Sat Aug 1 01:07:34 CEST 2009

Brett Cannon wrote:
>>>>  * It creates a _default_mime_types() function which declares a
>>>>    bunch of global variables, and then immediately calls
>>>>    _default_mime_types() below the definition. There is literally
>>>>    no difference in result between this and just putting those
>>>>    variables at the top level of the file, so I have no idea why
>>>>    this function exists, except to make the code more confusing.
>>>
>>> It could potentially be used for testing, but that's a guess.
>>
>> Here's an abridged version of this function. I don’t think there’s any
>> reason for this that I can see.
>>
>>    def _default_mime_types():
>>        global suffix_map
>>        global encodings_map
>>        global types_map
>>        global common_types
>>
>>        suffix_map = {
>>            '.tgz': '.tar.gz', #...
>>            }
>>
>>        encodings_map = {
>>            '.gz': 'gzip', #...
>>            }
>>
>>        types_map = {
>>            '.a'      : 'application/octet-stream', #...
>>            }
>>
>>        common_types = {
>>            '.jpg' : 'image/jpg', #...
>>            }
>>
>>    _default_mime_types()
>
> As R. David pointed out, it is being used by regrtest to clean up after
> running the test suite.

Yeah, basically the issue is that the default mime types should be
separate objects from the final set after apache's files have been
parsed and custom additions have been made. If these ones at the top
level are renamed and not modified after creation, if new objects with
all the updated stuff is put at these names, and if the test code is
changed to instead reset the ones at these names based on the default
objects, I think that will maybe fix things.  I'll try to write some
potential patches in the next day or two and submit them here for
advice.

>> The problem is that the semantics as documented are really ambiguous,
>> and what I would consider the reasonable interpretation is different
>> from what the code actually does. So anyone using this code naively is
>> going to run into trouble, and anyone relying on how the code actually
>> works is going behind the back of the docs, but they sort of have to
>> in order to use much of the functionality of the module. I agree this
>> puts us in a tricky spot.
>
> Well, perhaps the docs can be updated to match the code where cleanup would
> change the semantics.

I think that would make the docs extremely confusing, and I’m not even
sure it would be possible.
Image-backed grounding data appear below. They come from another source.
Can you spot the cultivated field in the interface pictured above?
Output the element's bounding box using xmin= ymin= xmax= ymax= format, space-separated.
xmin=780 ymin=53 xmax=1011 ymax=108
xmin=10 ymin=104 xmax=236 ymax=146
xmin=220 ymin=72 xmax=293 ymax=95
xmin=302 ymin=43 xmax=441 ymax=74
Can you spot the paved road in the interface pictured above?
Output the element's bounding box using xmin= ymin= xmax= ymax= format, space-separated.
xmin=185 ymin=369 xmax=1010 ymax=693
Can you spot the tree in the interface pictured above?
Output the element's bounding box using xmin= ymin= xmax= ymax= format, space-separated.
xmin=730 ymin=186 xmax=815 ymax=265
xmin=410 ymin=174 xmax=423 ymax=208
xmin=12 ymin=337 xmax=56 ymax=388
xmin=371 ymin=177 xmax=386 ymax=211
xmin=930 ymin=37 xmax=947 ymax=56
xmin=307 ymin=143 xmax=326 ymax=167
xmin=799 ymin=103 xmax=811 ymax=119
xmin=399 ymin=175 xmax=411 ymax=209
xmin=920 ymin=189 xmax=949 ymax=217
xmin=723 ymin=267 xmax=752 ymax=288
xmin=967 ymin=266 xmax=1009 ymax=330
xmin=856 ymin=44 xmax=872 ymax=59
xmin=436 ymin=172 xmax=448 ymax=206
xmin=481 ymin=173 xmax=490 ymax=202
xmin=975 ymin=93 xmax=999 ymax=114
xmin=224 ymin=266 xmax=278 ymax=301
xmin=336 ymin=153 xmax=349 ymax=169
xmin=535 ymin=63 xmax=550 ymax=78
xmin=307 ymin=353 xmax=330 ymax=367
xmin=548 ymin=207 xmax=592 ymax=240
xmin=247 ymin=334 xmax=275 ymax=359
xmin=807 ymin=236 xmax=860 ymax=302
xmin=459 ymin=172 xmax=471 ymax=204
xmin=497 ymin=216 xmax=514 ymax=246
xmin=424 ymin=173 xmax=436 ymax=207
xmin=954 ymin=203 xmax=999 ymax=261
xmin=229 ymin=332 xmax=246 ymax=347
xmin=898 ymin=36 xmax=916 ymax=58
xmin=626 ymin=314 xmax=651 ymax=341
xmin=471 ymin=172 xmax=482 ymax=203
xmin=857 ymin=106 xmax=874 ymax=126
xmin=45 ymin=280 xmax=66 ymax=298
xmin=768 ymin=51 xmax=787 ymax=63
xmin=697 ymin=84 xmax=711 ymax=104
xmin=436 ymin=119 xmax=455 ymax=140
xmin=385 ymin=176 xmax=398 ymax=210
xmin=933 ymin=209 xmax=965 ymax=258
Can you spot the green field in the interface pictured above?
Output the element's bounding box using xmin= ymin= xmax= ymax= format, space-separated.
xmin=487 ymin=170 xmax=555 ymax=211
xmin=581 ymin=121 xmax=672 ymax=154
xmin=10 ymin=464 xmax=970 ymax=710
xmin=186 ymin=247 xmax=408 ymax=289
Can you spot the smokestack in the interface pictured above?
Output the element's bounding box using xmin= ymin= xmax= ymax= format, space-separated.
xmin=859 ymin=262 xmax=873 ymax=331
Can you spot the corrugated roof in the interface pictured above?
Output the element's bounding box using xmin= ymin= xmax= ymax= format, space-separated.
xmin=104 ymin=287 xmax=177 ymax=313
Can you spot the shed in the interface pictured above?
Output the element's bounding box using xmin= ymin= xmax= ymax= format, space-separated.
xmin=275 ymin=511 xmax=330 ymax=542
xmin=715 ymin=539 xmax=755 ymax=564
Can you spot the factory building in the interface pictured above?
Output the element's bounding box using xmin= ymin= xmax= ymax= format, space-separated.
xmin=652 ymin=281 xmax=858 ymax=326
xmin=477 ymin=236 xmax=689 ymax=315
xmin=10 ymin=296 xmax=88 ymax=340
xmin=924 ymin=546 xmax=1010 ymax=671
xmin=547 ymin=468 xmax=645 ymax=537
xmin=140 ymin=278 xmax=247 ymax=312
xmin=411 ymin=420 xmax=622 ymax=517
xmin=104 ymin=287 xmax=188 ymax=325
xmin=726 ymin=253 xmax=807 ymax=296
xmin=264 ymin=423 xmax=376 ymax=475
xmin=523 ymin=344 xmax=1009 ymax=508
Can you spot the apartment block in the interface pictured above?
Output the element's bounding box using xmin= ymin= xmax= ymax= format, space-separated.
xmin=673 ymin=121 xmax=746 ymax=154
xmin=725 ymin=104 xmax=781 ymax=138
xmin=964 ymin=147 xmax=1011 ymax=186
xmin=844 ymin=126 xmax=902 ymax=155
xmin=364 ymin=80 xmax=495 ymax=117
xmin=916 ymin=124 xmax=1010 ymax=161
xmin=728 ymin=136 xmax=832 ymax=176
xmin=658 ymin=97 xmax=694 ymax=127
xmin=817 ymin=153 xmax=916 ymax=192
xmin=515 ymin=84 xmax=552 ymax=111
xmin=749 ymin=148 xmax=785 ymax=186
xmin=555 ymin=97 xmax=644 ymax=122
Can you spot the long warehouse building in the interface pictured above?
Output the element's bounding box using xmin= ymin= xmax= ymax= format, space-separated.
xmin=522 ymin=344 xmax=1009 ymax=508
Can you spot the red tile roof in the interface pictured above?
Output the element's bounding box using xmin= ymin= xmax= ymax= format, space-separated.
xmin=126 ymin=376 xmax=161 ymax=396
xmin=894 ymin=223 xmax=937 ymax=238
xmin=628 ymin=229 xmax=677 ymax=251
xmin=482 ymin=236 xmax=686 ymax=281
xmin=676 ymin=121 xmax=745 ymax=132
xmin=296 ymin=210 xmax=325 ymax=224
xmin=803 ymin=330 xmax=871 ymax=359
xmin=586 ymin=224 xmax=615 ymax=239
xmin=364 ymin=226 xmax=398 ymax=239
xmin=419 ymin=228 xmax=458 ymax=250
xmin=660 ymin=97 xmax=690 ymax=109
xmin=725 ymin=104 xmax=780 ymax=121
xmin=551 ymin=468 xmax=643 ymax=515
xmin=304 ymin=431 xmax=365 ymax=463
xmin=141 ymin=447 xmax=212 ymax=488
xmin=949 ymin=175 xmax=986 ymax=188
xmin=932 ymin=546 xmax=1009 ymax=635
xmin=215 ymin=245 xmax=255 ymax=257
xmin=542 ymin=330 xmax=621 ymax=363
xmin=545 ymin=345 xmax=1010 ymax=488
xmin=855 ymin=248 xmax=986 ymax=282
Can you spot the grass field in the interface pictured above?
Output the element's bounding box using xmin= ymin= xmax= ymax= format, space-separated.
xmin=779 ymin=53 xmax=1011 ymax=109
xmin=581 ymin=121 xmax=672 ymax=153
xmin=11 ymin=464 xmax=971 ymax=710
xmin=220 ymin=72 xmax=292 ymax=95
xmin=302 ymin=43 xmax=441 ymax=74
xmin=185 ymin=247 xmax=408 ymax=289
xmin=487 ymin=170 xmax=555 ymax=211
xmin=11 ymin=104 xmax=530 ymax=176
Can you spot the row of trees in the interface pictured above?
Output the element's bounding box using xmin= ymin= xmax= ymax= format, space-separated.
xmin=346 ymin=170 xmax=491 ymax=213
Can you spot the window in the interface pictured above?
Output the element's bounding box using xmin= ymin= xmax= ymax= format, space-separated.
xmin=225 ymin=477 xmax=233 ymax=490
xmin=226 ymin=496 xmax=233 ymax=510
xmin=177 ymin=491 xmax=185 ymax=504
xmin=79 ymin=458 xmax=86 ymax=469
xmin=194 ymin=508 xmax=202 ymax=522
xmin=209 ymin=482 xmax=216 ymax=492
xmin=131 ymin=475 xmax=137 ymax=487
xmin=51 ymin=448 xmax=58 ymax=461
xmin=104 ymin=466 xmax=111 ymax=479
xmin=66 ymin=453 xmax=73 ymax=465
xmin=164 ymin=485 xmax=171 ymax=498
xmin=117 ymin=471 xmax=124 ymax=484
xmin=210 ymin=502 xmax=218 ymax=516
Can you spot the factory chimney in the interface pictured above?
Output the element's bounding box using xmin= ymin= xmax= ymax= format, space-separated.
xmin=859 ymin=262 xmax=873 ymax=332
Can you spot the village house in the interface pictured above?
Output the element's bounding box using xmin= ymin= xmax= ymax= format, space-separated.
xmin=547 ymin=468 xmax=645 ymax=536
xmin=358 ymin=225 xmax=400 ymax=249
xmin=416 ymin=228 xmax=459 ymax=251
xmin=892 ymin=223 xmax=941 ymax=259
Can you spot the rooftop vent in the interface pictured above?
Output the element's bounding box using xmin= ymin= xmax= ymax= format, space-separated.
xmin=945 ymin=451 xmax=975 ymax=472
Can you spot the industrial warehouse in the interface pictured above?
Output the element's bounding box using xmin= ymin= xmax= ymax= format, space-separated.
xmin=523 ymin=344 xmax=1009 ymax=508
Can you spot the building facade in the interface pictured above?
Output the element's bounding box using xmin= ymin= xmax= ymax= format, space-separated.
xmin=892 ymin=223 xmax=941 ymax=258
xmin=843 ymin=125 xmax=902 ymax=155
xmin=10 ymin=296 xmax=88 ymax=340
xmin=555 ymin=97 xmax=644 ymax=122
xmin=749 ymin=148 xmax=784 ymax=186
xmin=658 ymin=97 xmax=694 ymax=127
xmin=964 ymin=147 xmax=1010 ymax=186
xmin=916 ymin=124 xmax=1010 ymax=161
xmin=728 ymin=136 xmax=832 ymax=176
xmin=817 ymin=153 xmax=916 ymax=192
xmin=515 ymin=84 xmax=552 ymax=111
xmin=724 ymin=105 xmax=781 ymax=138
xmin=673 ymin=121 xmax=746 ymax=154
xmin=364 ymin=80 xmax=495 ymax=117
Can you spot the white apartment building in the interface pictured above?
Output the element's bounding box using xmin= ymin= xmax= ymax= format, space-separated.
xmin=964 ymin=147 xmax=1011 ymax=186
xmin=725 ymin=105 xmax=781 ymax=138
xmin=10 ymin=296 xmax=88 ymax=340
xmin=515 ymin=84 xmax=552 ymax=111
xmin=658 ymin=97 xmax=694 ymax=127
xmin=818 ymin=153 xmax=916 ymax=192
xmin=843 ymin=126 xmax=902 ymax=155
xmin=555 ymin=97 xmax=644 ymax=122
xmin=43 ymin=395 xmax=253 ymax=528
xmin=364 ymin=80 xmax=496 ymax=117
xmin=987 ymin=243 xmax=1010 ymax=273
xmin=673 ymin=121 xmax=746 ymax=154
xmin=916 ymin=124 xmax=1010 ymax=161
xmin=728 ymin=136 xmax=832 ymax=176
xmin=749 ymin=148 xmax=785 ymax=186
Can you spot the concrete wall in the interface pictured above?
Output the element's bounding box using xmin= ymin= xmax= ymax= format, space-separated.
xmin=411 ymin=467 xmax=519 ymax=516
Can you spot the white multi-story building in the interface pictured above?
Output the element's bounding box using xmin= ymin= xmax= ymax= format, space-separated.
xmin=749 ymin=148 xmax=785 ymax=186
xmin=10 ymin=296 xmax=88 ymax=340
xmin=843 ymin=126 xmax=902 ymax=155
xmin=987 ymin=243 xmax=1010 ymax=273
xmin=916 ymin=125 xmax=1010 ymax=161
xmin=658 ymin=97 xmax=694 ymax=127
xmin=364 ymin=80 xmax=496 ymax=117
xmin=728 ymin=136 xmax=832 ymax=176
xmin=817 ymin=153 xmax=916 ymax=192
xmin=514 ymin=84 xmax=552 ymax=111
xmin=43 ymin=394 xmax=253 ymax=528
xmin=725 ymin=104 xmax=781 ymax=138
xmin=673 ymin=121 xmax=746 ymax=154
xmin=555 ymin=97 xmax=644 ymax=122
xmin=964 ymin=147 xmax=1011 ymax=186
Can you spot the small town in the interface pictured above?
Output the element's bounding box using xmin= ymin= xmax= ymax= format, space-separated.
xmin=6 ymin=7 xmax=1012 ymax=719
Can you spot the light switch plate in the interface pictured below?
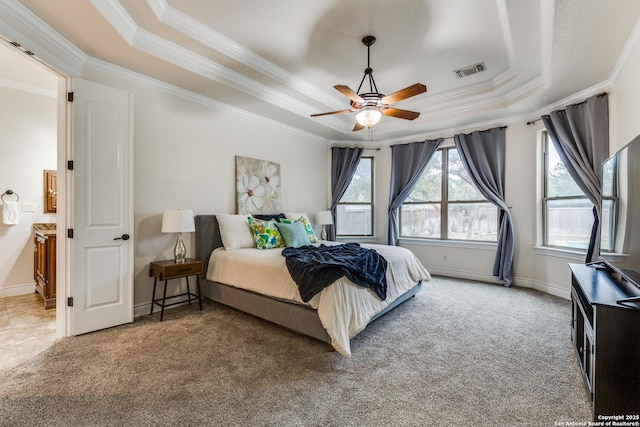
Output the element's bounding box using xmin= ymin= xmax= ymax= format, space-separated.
xmin=22 ymin=203 xmax=35 ymax=212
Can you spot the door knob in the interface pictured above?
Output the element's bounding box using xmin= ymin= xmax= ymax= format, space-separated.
xmin=114 ymin=234 xmax=130 ymax=241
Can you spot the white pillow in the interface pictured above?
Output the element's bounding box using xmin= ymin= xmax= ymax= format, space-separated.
xmin=216 ymin=214 xmax=254 ymax=250
xmin=284 ymin=212 xmax=311 ymax=223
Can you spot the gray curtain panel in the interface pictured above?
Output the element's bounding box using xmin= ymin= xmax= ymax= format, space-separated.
xmin=387 ymin=139 xmax=443 ymax=245
xmin=454 ymin=127 xmax=514 ymax=287
xmin=329 ymin=146 xmax=363 ymax=241
xmin=541 ymin=93 xmax=609 ymax=263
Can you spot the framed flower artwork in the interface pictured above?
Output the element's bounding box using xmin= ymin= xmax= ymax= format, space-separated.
xmin=235 ymin=156 xmax=282 ymax=214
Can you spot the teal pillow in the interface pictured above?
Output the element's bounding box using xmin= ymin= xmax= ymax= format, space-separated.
xmin=275 ymin=221 xmax=311 ymax=248
xmin=279 ymin=216 xmax=318 ymax=243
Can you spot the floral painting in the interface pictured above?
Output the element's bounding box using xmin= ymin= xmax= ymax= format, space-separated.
xmin=236 ymin=156 xmax=282 ymax=214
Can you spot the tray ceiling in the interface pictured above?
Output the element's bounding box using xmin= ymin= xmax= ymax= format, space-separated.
xmin=5 ymin=0 xmax=640 ymax=141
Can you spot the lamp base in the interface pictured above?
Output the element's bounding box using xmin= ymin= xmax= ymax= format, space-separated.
xmin=321 ymin=225 xmax=328 ymax=241
xmin=174 ymin=232 xmax=186 ymax=263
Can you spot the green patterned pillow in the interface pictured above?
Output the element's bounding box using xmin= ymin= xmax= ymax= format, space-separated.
xmin=247 ymin=216 xmax=285 ymax=249
xmin=280 ymin=216 xmax=318 ymax=243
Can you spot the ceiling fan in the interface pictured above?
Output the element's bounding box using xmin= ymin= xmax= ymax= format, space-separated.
xmin=311 ymin=35 xmax=427 ymax=131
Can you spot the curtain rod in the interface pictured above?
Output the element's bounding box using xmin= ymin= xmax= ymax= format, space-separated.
xmin=394 ymin=125 xmax=508 ymax=145
xmin=528 ymin=92 xmax=609 ymax=126
xmin=330 ymin=145 xmax=380 ymax=151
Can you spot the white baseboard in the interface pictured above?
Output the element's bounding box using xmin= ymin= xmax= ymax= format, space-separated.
xmin=428 ymin=268 xmax=571 ymax=300
xmin=133 ymin=299 xmax=196 ymax=319
xmin=0 ymin=282 xmax=36 ymax=298
xmin=517 ymin=279 xmax=570 ymax=300
xmin=134 ymin=303 xmax=151 ymax=318
xmin=428 ymin=267 xmax=502 ymax=284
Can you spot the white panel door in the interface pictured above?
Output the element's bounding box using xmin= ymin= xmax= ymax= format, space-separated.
xmin=71 ymin=78 xmax=133 ymax=335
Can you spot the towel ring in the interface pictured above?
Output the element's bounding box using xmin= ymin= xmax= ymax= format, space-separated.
xmin=1 ymin=190 xmax=19 ymax=202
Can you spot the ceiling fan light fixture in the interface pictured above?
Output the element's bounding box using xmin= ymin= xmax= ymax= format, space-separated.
xmin=310 ymin=35 xmax=426 ymax=131
xmin=356 ymin=106 xmax=382 ymax=128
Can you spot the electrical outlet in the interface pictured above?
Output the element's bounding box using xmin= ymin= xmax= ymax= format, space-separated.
xmin=22 ymin=203 xmax=35 ymax=212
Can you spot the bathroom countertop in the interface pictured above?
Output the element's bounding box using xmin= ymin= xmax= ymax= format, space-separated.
xmin=33 ymin=223 xmax=57 ymax=237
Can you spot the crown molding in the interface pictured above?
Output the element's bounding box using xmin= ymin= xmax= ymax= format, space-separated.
xmin=0 ymin=0 xmax=86 ymax=76
xmin=145 ymin=0 xmax=342 ymax=110
xmin=96 ymin=0 xmax=560 ymax=139
xmin=610 ymin=15 xmax=640 ymax=84
xmin=89 ymin=0 xmax=136 ymax=45
xmin=0 ymin=0 xmax=329 ymax=143
xmin=90 ymin=0 xmax=349 ymax=135
xmin=84 ymin=56 xmax=328 ymax=145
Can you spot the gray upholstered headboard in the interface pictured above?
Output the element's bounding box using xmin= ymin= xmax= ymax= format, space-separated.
xmin=195 ymin=215 xmax=223 ymax=276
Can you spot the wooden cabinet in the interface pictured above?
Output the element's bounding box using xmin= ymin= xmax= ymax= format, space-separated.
xmin=34 ymin=233 xmax=56 ymax=309
xmin=569 ymin=263 xmax=640 ymax=419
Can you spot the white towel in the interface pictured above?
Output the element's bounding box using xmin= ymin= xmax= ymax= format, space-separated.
xmin=2 ymin=201 xmax=19 ymax=225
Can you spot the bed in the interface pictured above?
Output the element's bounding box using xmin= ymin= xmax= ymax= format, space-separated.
xmin=195 ymin=214 xmax=430 ymax=356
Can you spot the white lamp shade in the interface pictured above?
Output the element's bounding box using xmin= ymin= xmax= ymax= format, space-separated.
xmin=315 ymin=210 xmax=333 ymax=225
xmin=161 ymin=210 xmax=195 ymax=233
xmin=356 ymin=107 xmax=382 ymax=127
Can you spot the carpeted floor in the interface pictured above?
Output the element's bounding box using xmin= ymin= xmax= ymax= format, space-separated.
xmin=0 ymin=276 xmax=592 ymax=426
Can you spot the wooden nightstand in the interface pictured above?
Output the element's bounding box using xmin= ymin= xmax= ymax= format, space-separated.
xmin=149 ymin=258 xmax=203 ymax=321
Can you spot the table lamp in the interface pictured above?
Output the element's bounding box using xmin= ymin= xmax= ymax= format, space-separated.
xmin=315 ymin=210 xmax=333 ymax=240
xmin=161 ymin=209 xmax=195 ymax=263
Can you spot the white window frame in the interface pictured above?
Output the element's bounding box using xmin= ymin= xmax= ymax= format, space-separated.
xmin=399 ymin=146 xmax=498 ymax=242
xmin=541 ymin=131 xmax=616 ymax=251
xmin=336 ymin=156 xmax=374 ymax=237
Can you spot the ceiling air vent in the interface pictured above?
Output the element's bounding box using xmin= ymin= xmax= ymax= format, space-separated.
xmin=453 ymin=62 xmax=486 ymax=78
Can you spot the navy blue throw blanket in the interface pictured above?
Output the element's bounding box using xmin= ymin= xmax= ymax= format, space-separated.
xmin=282 ymin=243 xmax=387 ymax=302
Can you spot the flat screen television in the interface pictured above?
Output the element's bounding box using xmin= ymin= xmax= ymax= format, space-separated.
xmin=599 ymin=133 xmax=640 ymax=305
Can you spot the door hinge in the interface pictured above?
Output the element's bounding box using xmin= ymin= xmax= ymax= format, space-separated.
xmin=67 ymin=229 xmax=74 ymax=238
xmin=67 ymin=160 xmax=74 ymax=170
xmin=67 ymin=92 xmax=74 ymax=102
xmin=67 ymin=297 xmax=73 ymax=307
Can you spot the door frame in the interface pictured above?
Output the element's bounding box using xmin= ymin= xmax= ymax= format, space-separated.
xmin=0 ymin=32 xmax=71 ymax=337
xmin=55 ymin=74 xmax=70 ymax=337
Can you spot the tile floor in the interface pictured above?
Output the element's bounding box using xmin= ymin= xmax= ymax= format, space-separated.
xmin=0 ymin=292 xmax=57 ymax=373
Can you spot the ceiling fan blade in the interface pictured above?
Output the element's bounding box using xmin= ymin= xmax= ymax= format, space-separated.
xmin=334 ymin=85 xmax=364 ymax=104
xmin=382 ymin=108 xmax=421 ymax=120
xmin=353 ymin=122 xmax=365 ymax=132
xmin=381 ymin=83 xmax=427 ymax=105
xmin=310 ymin=109 xmax=352 ymax=117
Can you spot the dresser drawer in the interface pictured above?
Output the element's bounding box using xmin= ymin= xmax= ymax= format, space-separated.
xmin=149 ymin=259 xmax=203 ymax=280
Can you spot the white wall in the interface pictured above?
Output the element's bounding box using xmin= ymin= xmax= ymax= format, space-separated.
xmin=0 ymin=85 xmax=57 ymax=297
xmin=612 ymin=33 xmax=640 ymax=154
xmin=83 ymin=68 xmax=329 ymax=310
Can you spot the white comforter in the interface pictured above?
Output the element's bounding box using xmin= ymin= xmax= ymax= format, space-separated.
xmin=206 ymin=242 xmax=430 ymax=356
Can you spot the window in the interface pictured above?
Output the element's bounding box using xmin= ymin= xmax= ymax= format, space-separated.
xmin=400 ymin=147 xmax=498 ymax=241
xmin=600 ymin=154 xmax=617 ymax=252
xmin=543 ymin=133 xmax=594 ymax=249
xmin=336 ymin=157 xmax=373 ymax=236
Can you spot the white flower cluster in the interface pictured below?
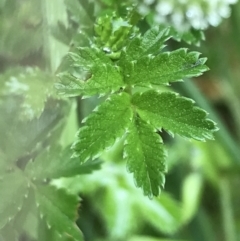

The current semantics are vaguely okay if
an API consumer sticks to straight-forward use cases, such as any
which don’t break when the current docs are followed (anything
complicated is going to break unless the code is read a few times),
and assuming such uses it would be possible to swap out most of the
implementation for something relatively straight-forward. But if any
of the edges are pushed, the semantics quickly turn insane, to the
point I’m not sure they’re document-able. Anyone expecting the code to
work that way is going to have a buggy program anyway, so I’m not sure
it makes sense to bend over backwards leaving the particular set of
bugs unchanged.

Cheers,
Jacob Rus